Oleh. Drs. Jamhuri, MA*
Masih banyak orang-orang tua kita yang berprofessi sebagai guru berungkap, guru kami dulu tamatan SR dan sudah bisa mengajar pada sekolah almamaternya, kami tamatan SGA (sekolah Guru Agama) atau juga mereka bilang si pulan tamatan PGSLP. Itulah jenjang pendidikan mereka yang tertinggi pada saat itu, kemudian pada tahun 70 sampai dengan 80-an guru-guru dan pegawai negeri banyak yang menyandang title sarjana muda (BA) dan jarang-jarang yang bertitel sarjana lengkap (Drs).
Perubahan system pendidikan dari sarjana muda (BA) dan sarjana lengkap (DRS) menjadi S1 dengan system Kredit Semester (SKS) terjadi sekitar tahun 1982 atau 1983, membuktikan jenjang pendidikan semakin singkat dan mudah dilalui. Pada saat semua perguruan tinggi melakukan system pembelajaran dengan system SKS, masih lebih banyak orang Gayo yang kuliah di Diploma 1, Diploma 2 dan Diploma 3, sekarang semua system Diploma hampir dihilangkan, guru-guru kita yang masih memegang Ijazah Diploma diwajibkan melanjutkan pendidikan ke jenjang S1. Jadi jenjang pendidikan terendah sekarang ini adalah jenjang S1.
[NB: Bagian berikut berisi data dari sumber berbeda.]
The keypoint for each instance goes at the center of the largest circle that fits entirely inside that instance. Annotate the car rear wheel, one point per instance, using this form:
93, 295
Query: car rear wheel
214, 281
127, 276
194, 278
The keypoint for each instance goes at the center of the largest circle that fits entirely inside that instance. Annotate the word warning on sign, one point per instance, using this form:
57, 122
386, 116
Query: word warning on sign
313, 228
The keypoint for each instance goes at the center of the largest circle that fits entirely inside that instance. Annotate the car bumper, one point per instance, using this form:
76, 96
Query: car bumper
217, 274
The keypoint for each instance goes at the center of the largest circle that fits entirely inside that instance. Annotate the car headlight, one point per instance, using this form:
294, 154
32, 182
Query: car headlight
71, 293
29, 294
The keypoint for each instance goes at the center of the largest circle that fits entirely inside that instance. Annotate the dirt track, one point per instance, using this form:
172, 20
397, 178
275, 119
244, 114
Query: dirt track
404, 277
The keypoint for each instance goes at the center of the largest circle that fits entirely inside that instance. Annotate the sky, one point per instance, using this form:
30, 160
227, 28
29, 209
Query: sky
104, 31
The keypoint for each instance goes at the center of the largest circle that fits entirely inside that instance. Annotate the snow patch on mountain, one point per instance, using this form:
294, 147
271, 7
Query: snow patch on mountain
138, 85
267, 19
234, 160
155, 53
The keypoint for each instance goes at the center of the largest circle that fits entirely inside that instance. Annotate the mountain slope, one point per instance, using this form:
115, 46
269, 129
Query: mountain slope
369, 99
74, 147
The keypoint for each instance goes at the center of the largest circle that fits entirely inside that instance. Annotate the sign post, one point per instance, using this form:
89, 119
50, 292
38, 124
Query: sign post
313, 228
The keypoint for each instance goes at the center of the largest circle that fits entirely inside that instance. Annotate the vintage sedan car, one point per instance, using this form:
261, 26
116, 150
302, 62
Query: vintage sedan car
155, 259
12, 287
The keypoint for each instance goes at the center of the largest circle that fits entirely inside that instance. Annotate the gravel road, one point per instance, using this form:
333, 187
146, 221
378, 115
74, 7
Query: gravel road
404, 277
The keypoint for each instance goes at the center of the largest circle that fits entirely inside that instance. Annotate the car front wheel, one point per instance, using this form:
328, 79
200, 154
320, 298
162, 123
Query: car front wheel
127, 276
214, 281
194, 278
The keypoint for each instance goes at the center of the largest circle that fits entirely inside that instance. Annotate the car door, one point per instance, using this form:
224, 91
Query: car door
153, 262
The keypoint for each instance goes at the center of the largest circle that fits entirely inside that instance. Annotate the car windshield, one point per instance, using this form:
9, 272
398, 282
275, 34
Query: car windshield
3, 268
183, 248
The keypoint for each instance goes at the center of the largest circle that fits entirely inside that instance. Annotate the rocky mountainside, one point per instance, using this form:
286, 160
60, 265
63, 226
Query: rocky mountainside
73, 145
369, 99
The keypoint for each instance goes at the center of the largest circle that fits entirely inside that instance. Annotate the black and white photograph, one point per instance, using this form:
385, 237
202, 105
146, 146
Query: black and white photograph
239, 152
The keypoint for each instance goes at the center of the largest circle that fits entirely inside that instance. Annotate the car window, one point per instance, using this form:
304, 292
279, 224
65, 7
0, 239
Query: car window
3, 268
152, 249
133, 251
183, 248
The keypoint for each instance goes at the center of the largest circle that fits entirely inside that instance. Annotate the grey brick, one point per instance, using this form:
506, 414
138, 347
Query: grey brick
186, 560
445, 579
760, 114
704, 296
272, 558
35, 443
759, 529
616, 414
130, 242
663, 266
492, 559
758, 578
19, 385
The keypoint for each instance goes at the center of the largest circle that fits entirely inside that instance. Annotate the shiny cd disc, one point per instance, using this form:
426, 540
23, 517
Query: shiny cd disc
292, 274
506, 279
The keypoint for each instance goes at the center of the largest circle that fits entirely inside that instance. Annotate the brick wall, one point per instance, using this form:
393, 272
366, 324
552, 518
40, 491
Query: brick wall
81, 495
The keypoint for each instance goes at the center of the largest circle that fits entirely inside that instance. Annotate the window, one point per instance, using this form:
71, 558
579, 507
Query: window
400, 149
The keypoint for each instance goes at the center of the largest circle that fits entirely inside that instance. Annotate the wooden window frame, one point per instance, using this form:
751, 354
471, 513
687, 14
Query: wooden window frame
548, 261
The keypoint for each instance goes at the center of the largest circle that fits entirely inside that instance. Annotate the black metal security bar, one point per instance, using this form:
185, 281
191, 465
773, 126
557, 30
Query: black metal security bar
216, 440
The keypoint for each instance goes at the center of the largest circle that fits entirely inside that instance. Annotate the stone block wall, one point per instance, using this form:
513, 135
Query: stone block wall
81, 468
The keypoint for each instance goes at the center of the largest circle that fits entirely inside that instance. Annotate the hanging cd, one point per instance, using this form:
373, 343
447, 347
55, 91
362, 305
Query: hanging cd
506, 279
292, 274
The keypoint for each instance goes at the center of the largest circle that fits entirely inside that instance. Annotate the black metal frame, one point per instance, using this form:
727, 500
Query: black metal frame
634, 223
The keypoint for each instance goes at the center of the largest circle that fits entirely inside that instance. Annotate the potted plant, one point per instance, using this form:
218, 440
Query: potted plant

Pola pemikiran dalam masyarakat Gayo tentang pendidikan, bahwa pendidikan itu mahal. Mahalnya biaya pendidikan tidak hanya terdengar dari mereka yang berekonomi lemah tetapi juga dari mereka yang mempunyai uang dan ekonomi lebih bagus dari standar umum masyarakat yang ada di sekitarnya. Cara berpikir seperti ini berakibat pada jenjang pendidikan orang Gayo yang selalu memilih jenjang yang terendah, seperti kalau orang tua menguliahkan anaknya kalau bisa memadai dengan Diploma (1, 2 atau 3), karena jenjang ini lebih cepat tamat dan biaya lebih murah.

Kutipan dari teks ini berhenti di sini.